Some test ROMs write $81 to $6000 to request a console reset (testing power-on/reset behavior). The runner detects this and automatically performs a soft reset after a 100ms delay, mimicking a human pressing the reset button. Supports up to 10 sequential resets per ROM.

Simulated Controller Input

Controller read tests need actual button presses. The --input parameter schedules timed button events:

--input "A:2.0,B:4.0,Select:6.0,Start:8.0,Up:10.0,Down:12.0,Left:14.0,Right:16.0"

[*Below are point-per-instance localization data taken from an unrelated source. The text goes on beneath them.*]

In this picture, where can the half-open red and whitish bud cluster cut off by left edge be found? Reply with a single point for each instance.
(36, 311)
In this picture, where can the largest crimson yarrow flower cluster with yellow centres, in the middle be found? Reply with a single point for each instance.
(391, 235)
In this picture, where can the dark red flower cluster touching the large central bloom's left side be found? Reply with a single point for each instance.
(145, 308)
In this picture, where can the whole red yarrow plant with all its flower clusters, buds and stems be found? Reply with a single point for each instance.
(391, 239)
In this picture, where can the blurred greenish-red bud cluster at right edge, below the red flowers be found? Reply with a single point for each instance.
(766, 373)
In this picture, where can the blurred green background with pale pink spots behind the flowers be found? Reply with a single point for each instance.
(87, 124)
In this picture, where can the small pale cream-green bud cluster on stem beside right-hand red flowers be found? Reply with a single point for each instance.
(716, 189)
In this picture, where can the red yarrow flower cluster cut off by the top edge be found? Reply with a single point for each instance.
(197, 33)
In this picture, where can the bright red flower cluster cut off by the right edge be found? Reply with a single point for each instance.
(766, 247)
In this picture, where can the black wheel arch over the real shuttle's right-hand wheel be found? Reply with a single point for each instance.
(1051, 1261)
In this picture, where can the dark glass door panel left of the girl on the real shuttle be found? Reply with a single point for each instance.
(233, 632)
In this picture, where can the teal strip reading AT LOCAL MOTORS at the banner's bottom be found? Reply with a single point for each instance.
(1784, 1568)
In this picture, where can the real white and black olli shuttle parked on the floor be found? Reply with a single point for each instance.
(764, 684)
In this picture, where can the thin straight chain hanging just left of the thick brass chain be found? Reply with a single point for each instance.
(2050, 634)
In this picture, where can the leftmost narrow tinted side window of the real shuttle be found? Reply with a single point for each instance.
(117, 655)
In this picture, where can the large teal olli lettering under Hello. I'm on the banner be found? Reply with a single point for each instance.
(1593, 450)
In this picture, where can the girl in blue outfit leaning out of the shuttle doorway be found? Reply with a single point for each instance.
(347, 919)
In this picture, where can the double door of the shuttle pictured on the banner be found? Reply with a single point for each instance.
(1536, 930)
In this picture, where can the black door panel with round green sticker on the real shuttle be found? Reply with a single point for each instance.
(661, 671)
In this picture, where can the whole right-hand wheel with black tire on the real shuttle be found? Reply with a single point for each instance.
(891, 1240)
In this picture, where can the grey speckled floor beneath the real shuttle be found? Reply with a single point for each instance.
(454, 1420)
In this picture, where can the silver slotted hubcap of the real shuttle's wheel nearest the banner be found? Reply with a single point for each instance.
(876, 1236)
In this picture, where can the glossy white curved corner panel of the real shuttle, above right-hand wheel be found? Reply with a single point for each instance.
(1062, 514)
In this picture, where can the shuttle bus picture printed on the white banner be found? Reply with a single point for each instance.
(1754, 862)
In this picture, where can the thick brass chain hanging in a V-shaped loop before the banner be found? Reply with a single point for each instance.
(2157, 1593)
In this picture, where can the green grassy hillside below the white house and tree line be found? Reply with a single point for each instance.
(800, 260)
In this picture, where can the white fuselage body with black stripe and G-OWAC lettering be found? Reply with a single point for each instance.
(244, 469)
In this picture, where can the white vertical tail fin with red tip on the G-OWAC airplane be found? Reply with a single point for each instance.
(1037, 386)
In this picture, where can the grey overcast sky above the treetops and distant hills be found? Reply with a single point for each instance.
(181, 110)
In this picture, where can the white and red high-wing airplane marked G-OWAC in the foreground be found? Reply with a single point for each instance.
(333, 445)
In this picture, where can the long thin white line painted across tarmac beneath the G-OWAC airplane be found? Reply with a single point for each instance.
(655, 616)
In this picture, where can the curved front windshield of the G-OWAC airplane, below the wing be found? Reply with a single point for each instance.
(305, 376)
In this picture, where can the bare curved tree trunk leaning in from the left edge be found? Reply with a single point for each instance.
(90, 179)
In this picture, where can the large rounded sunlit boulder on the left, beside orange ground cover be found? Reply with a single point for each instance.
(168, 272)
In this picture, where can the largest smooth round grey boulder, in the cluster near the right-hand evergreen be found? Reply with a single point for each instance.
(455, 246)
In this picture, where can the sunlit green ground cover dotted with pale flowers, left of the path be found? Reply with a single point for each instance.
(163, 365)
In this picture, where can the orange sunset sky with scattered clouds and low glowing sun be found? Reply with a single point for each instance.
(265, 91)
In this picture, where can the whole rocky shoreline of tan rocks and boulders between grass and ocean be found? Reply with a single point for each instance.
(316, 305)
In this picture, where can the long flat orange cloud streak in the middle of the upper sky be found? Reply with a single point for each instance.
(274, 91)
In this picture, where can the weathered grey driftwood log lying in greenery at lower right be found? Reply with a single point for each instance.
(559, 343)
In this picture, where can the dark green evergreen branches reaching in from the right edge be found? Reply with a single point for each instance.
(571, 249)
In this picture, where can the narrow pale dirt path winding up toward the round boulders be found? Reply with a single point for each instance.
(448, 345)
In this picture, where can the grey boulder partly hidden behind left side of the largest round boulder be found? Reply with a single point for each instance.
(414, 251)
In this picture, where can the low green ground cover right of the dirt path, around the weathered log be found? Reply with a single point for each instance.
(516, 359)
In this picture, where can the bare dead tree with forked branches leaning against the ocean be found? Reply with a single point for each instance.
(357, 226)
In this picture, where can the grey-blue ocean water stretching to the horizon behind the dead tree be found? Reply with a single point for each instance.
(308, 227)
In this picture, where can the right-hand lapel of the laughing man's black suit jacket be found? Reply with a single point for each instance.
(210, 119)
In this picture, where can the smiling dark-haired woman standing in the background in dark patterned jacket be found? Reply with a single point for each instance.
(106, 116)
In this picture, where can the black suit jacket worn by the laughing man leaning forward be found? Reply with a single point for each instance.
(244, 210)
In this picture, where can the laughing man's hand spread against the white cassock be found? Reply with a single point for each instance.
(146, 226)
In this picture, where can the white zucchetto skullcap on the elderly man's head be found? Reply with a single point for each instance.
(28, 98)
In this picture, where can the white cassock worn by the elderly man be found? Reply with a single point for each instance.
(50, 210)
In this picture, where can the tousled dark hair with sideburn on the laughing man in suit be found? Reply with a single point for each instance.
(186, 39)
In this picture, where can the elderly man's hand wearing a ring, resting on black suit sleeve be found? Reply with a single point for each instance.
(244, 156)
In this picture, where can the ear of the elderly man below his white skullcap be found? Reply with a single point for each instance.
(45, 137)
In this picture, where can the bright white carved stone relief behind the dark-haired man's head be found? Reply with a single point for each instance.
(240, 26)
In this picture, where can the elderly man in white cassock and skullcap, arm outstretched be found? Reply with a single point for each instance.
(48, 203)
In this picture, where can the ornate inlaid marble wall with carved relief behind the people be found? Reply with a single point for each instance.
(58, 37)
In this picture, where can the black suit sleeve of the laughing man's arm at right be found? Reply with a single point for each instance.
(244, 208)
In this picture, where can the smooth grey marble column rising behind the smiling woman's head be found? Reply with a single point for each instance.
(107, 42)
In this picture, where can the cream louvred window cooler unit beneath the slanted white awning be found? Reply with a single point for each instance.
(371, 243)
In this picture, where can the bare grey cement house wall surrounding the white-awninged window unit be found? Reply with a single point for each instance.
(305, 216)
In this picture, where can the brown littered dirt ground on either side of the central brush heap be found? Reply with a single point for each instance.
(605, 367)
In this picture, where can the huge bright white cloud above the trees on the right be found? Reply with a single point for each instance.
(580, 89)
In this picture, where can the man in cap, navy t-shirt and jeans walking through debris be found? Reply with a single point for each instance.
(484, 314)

Each button is pressed at the specified time (seconds) and held for 10 frames (~166ms). This lets tests like read_joy3/test_buttons verify that all 8 buttons are correctly detected in sequence.

Screenshot Capture

The final frame of each test is captured as a 256x240 PNG, then converted to lossless WebP (typically 60-80% smaller). Screenshots serve as visual evidence — many test ROMs display their results on screen as text, showing exactly what passed or failed.

Timeout Safety

Each ROM has a configurable --max-wait timeout (default 30 seconds, 120 for longer tests). If a test ROM enters an infinite loop or hangs, the runner terminates it gracefully and reports the last known state.

6. Test Suite Coverage

4apu_mixer — Channel mixing
6apu_reset — APU power/reset
9apu_test — APU frame counter
11blargg_apu_2005 — APU timing
2blargg_cpu_test5 — CPU instructions
5blargg_ppu_tests — PPU basics
3branch_timing — Branch cycle count
1cpu_dummy_reads — Dummy read cycles
2cpu_dummy_writes — Dummy write cycles
2cpu_exec_space — Execution from I/O
6cpu_interrupts_v2 — NMI/IRQ interaction
2cpu_reset — CPU reset behavior
1cpu_timing_test6 — Instruction timing
5dmc_dma_during_read — DMC DMA conflicts
5instr_misc — Misc instruction tests
17instr_test-v3 — All 6502 instructions
18instr_test-v5 — All 6502 instructions (v5)
3instr_timing — Instruction cycle timing
6mmc3_irq_tests — MMC3 IRQ counter
6mmc3_test — MMC3 behavior
6mmc3_test_2 — MMC3 behavior (v2)
11nes_instr_test — CPU instructions (alt)
1oam_read — OAM read behavior
1ppu_open_bus — PPU open bus
1ppu_read_buffer — PPU read buffer
11ppu_vbl_nmi — VBlank/NMI timing
4read_joy3 — Controller reading
2sprdma_and_dmc_dma — DMA conflicts
11sprite_hit_tests — Sprite 0 hit
5sprite_overflow — Sprite overflow
7vbl_nmi_timing — VBL/NMI timing

7. Command-Line Interface

The headless test runner is invoked directly via the emulator executable:

AprNes.exe --rom <file.nes> [options]
OptionDescription
--rom <path>ROM file to load (required)
--wait-resultMonitor $6000 / screen for test result
--max-wait <sec>Timeout in seconds (default: 30)
--time <sec>Run for exactly N seconds, then stop
--screenshot <path>Save final frame as PNG
--log <path>Write result line to file
--soft-reset <sec>Trigger soft reset at N seconds
--input <spec>Schedule button presses (e.g. "A:2.0,B:4.0")
--debug-log <path>Write CPU trace log

Exit codes: 0 = pass, 1-127 = fail (test error code), 255 = timeout/no result.